Post-Migration Results

This page captures the production outcome after moving preview user detail search onto Phoenix Search and the user_details Elasticsearch projection.

The screenshots capture the production IN dashboard and API debugging views used for this Phase 1 result note.

Outcome Summary

Area	Before	After
Search fan-out	Preview user detail search required roughly `6-7` backend/search lookups per search	Phoenix Search serves the search through one ES search request after session/scope resolution
Identifier lookup	Separate paths for LRF / lab-report identifiers, manual sample ID, bill ID, order number, and patient identity	Same identifiers are denormalized into `user_details` and queried through one mapped ES document
Search mapping	Legacy lookup-specific calls	Analyzer-backed ES mapping with exact, prefix, suffix, segment, and `search_as_you_type` fields
Index storage	Old `userdetails` index: `257.3 GB` total, `129.2 GB` primary	New `user_details` index: `135.75 GB` total, `67.61 GB` primary
Storage reduction	-	About `47%` lower total storage, roughly `50%` in practical terms
ES query latency	Multiple lookups per search made end-to-end latency harder to reason about	ES p50 about `2.5 ms`, p95 about `4.75 ms`, p99 about `4.95 ms` in the saved dashboard window
Operational visibility	Harder to connect request, query, and CDC freshness	OpenTelemetry connects API, ES, MySQL, CDC, logs, and dashboards

The important migration result is not only raw latency. The bigger win is that the search path is simpler: one shaped ES query over a purpose-built document instead of several lookup calls that each need their own timeout, error handling, and result merge behavior.

Storage Result

The old cluster data shared for the legacy index:

userdetails
3 primaries / 1 replica
157,661,460 documents
257.3 GB total
129.2 GB primary

The new production index screenshot shows:

user_details
6 primaries / 1 replica
157,441,825 documents
135.75 GB total
67.61 GB primary

Metric	Old `userdetails`	New `user_details`	Change
Primary shards	`3`	`6`	More primary shards for the new search layout
Replicas	`1`	`1`	Same replica factor
Documents	`157,661,460`	`157,441,825`	Same order of data volume
Total storage	`257.3 GB`	`135.75 GB`	About `47.2%` lower
Primary storage	`129.2 GB`	`67.61 GB`	About `47.7%` lower

This is the basis for saying the migration reduced index storage by roughly 50% while keeping the same production-scale document volume.
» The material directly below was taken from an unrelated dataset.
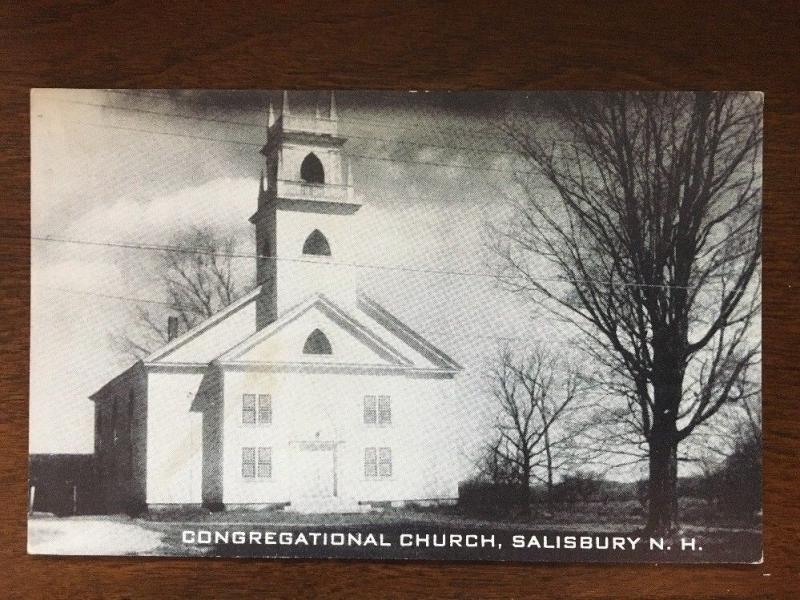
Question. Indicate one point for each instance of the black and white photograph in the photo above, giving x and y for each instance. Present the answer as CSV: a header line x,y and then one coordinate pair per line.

user_details index overview showing storage, health, shards, and document count

Latency and Traffic Result

Signal	Observed Production Value
API request error rate	`0%` in the HTTP service dashboard
Main endpoint	`POST /api/v1/users/search`
Main endpoint share	About `97.39%` of endpoint time
Search endpoint request rate	About `242.5 req/min` in the top endpoints table
Search endpoint median latency	About `22.76 ms`
Search endpoint p95 latency	About `47.67 ms`
Overall request latency	Median roughly `21-23 ms`; p95 roughly `43-48 ms`
ES query latency	p50 about `2.5 ms`, p95 about `4.75 ms`, p99 about `4.95 ms`
MySQL query latency	p50 about `2.5 ms`, p95 about `4.75 ms`
ES hits per query	Around `4.6` in the dashboard tooltip
CDC health	`1`
ES data freshness	Around `3.6s` in the dashboard tooltip

The search service stayed well under the practical ES target of 10 ms for most observed ES queries in the saved dashboard window. API latency is higher than raw ES latency because it includes auth/session work, scope resolution, query construction, response shaping, and transport/runtime overhead.
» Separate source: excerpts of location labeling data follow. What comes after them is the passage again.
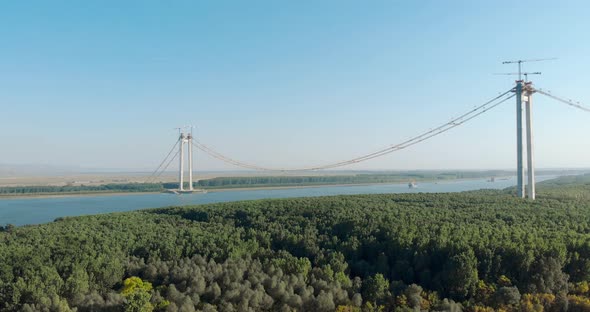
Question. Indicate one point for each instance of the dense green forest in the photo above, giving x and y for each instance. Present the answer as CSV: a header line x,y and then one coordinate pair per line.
x,y
472,251
254,181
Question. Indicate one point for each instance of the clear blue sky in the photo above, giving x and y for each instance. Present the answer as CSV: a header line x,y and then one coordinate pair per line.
x,y
102,84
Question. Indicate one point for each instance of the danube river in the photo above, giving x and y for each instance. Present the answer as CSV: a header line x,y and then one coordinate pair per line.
x,y
21,211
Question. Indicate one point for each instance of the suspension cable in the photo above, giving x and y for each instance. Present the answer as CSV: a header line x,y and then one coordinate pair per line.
x,y
415,140
162,163
168,164
568,102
Phoenix Search HTTP service dashboard showing request error rate, throughput, top endpoints, and request latency

Phoenix Search API production dashboard showing ES query latency, query volume, MySQL latency, auth outcomes, CDC health, and freshness

Mapping and Analyzer Result

The migration works because the ES document is intentionally shaped for the search cases that used to need separate calls.

Search Need	New Index Support
Patient name	`search_as_you_type` on `full_name`
Contact / alternate contact	`keyword` plus prefix analyzer fields
Lab patient ID	Exact, prefix, suffix, and segment fields
Manual sample ID	Exact, prefix, and segment fields
Order number	Exact, prefix, and segment fields
Lab bill ID	Exact and prefix fields
National IDs / passport	Exact, prefix, and segment fields depending on identifier format
Org, referral, branch filters	Denormalized arrays in the same ES document

This lets Phoenix Search build one shape-routed query for the user input instead of issuing independent LRF/manual-sample/bill/patient lookups and merging them afterward.

OpenTelemetry Result

OpenTelemetry is a migration advantage because the new path emits query, request, dependency, and CDC freshness signals from one service boundary.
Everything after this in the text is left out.